Er hatte nicht Zeit, seinen Satz zu Ende zu bringen, denn mit einemmale brach ein so furchtbarer Blitzstrahl los, daß Alle für einige Sekunden geblendet wurden und unter dem unmittelbar darauf folgenden Donnergekrache das ganze Schiff in allen Theilen erzitterte. Zu gleicher Zeit ließ sich ein schweres Krachen vernehmen – ein Schrei – ein Sturz nach vorn – und als das Augenlicht wieder zurückkehrte, sahen Alle, daß der Fockmast durch den Blitz wie eine Latte zersplittert war und das Schiff in Flammen stand. Die Männer an dem Rade, welche eben so sehr geblendet als erschrocken waren, vermochten nicht zu steuern; das Schiff drehte bei – der große Mast ging über die Seite – und jetzt bot sich den Blicken nur eine Scene von Entsetzen, Verwirrung und Trümmern dar.

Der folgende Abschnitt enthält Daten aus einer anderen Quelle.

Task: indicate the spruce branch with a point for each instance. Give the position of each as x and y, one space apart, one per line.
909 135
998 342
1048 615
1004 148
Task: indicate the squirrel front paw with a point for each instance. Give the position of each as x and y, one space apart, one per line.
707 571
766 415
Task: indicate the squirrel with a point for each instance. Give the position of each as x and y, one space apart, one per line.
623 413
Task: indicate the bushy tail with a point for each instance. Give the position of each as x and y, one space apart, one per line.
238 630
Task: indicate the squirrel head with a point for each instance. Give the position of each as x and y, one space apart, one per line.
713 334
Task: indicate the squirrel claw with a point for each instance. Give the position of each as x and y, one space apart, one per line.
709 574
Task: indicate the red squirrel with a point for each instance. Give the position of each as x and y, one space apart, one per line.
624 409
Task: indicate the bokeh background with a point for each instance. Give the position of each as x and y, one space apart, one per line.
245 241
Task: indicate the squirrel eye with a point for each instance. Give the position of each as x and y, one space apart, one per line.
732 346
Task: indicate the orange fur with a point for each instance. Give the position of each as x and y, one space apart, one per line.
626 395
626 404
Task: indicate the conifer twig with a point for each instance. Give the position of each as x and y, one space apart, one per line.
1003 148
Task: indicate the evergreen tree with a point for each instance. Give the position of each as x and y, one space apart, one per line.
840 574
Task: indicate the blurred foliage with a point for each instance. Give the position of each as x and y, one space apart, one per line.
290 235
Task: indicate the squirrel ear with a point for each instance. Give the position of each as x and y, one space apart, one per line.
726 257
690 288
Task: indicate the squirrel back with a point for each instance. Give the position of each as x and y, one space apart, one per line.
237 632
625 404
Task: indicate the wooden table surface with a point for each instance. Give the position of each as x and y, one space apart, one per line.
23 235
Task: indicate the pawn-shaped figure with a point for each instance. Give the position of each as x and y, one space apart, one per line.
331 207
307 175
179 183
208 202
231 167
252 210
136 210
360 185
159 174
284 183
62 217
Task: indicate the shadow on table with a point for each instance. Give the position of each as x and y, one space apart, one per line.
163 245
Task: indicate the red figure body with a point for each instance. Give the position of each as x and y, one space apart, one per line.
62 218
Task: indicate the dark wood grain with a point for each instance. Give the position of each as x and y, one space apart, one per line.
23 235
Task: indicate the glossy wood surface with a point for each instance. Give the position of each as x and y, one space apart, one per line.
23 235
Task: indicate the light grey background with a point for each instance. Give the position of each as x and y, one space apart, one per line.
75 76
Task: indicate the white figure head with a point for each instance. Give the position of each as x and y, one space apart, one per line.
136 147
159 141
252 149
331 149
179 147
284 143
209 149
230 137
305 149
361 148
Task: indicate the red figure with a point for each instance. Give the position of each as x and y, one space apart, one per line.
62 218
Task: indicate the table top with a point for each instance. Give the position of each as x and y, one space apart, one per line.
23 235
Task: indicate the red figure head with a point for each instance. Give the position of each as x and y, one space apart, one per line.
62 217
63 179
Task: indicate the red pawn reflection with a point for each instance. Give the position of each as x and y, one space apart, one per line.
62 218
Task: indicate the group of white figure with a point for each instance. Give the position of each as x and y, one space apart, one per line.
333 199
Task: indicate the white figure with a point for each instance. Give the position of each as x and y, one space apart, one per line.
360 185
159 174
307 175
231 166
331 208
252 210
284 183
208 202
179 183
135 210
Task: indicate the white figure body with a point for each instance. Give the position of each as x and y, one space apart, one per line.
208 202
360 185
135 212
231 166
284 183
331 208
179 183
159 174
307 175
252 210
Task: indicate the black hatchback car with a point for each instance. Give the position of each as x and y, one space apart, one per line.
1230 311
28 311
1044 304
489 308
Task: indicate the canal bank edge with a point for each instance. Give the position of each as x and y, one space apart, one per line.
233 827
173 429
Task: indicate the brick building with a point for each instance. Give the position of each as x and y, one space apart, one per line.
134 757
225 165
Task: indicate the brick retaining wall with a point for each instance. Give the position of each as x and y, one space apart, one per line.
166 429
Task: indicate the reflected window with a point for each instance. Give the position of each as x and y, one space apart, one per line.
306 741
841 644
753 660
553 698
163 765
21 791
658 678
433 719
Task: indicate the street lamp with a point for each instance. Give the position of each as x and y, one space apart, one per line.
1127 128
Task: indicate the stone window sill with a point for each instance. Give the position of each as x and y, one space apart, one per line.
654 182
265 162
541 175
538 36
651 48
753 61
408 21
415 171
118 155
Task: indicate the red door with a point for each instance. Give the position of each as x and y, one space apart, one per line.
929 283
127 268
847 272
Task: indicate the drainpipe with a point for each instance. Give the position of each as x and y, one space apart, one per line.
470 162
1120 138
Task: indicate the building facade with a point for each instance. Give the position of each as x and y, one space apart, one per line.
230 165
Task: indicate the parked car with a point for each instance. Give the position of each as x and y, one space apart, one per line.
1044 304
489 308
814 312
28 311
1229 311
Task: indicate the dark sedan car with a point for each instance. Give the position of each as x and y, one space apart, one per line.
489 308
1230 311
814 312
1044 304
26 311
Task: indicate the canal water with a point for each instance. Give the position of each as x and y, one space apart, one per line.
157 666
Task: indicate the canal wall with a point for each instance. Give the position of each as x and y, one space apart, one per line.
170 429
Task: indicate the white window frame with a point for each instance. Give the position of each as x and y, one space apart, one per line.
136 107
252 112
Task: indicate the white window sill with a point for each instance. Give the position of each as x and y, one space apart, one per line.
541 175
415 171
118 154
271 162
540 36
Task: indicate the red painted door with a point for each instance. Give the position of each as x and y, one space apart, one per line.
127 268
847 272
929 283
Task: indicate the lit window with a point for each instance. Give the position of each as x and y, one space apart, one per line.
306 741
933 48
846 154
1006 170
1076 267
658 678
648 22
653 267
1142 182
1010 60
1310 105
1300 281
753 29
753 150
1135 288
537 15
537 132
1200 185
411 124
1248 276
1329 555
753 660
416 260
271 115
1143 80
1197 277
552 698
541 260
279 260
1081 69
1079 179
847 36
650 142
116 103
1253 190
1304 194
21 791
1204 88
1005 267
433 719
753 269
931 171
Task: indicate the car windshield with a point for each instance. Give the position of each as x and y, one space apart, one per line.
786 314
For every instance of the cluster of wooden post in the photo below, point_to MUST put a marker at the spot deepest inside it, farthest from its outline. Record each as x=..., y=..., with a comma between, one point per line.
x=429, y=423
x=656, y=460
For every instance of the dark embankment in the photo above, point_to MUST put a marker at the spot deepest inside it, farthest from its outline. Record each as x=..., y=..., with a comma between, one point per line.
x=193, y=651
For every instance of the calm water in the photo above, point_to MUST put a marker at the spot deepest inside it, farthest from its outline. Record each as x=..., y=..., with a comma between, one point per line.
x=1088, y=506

Zum Glück hatten die schweren Wogen, welche über die Back hereinbrachen, die Flammen bald ausgelöscht, da sonst Alle hatten zu Grunde gehen müssen; aber das Schiff lag jetzt hülflos da und war völlig dem Ungestüm der Wellen preisgegeben, welche gegen die in der See schwimmenden Mastenwracke schlugen, da dieselben noch immer durch das Takelwerk mit dem Schiffe in Verbindung standen. Sobald Ready und der erste Mate sich von der Erschütterung erholt hatten, eilten sie nach dem Steuerrade, um das Schiff wieder vor den Wind zu bringen, vermochten jedoch nicht, dies in den Stand zu setzen, da der große und der Fockmast fehlten, folglich der Besahnmast dem Ansprechen auf das Steuer hinderlich war. Ready übergab nun unter ernstlichen Einschärfungen das Steuer zwei Matrosen und verständigte sich mit Mackintosh durch Zeichen, denn der Wind brüllte zu laut, als daß Einer den Andern hätte sprechen hören können. Dann begaben sie sich mit Aexten nach dem Hinterschiffe und hieben das Besahntakelwerk durch. Die Besahnstenge und der Kopf des Besanmasts gingen über die Seite, und jetzt reichte der Rumpf des Fockmastes zu, das Schiff wieder vor den Wind zu bringen. Dennoch währte es in der Verwirrung lange, ehe man das Wrack der Masten vor dem Schiffe loskappen konnte. Als man endlich im Stande war, Nachforschungen anzustellen, stellte sich heraus, daß durch den Blitz und den Sturz des Fockmastes vier Matrosen getödtet worden waren, folglich außer Kapitän Osborn und seinen beiden Maten nur noch acht Leute den Dienst des Schiffes versehen konnten.